Aereo recurre al Congreso estadounidense para intentar salvarse de su inminente cierre

Aereo recurre al Congreso estadounidense para intentar salvarse de su inminente cierre

La Corte Suprema de EE. UU. declaró recientemente que Aereo debe pagarles por los derechos de autor a los canales de televisión.

El pasado 27 de junio nos enterábamos de que el Tribunal Supremo de EE.UU. declaró de forma inapelable que Aereo estaba infringiendo el copyright de los canales de televisión estadounidenses, lo que prácticamente significaba una lápida para el servicio de televisión por Internet al no tener la capacidad financiera de costear las licencias de transmisión de los canales de televisión abierta de Estados Unidos.

Para intentar revertir la decisión de la Corte Suprema estadounidense, Aereo está realizando su última jugada, pues el CEO de la empresa, Chet Kanojia, le envió una carta a los usuarios de Aereo para que presionen a sus representantes en el Congreso estadounidense para que reviertan esta decisión:

Díganle a sus legisladores lo desilucionados que están con la más alta corte del país y su decisión que les niega el derecho a usar la antena que ustedes deseen para acceder a la televisión abierta en vivo. Cuéntenles sus historias de por qué acceder a una antena-en-la-nube es importante para ustedes y sus familias.

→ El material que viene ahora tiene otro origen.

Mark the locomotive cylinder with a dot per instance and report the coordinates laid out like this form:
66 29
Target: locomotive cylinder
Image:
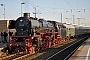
27 15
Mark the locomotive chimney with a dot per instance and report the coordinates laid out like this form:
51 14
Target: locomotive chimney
27 15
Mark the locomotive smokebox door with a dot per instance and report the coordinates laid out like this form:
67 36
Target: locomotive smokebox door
27 15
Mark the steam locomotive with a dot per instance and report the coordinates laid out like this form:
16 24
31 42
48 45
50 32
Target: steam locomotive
34 34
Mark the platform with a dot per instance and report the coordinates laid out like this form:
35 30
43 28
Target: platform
83 53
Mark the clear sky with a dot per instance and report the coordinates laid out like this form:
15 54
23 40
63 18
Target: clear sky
49 9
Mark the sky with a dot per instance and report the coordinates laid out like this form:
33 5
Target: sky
77 10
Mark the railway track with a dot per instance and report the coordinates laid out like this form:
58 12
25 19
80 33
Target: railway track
66 53
63 51
23 56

El asunto es pese al nivel de tecnología existente en EE.UU, Aereo era la única solución razonable a un problema que afecta a todos los norteamericanos: Les es injustificadamente incómodo ver, de forma legal, televisión abierta en directo en sus celulares.

Aereo cobraba entre USD$8 y USD$12 mensuales por su servicio, el que llegaba a los smartphones a través de Internet. En contraste, opciones legales como la televisión móvil de Dyle consisten en un dispositivo extra de USD$50 que se debe insertar en el tablet o celular, y que además solo recibe las señales de ciertos canales en determinadas ciudades (por ejemplo en Nueva York está Fox y NBC, pero no ABC ni CBS).

Sí, Aereo se puede ver como el Napster de la televisión abierta: Una nueva tecnología que perturbó un antiguo modelo de negocios entregándoles a sus usuarios grandes facilidades para acceder a los contenidos, los que están anclados a métodos tradicionales de consumo por un caduco modelo de derechos de autor.

Si bien en el caso de Napster debió llegar el modelo de negocios de música por streaming para demostrar que los usuarios estaban dispuestos a pagar una cantidad razonable de dinero para escuchar música, en el caso de Aereo las pruebas están ahí mismo: Miles de norteamericanos demostraron estar perfectamente dispuestos a pagar entre USD$8 y USD$12 mensuales para ver televisión abierta por Internet, pese a que en sus casas pueden verla gratis en sus televisores. Dudo que les importe mucho pagarles ese dinero a Aereo o a los canales. Lo único que querían era ver televisión desde sus smartphones.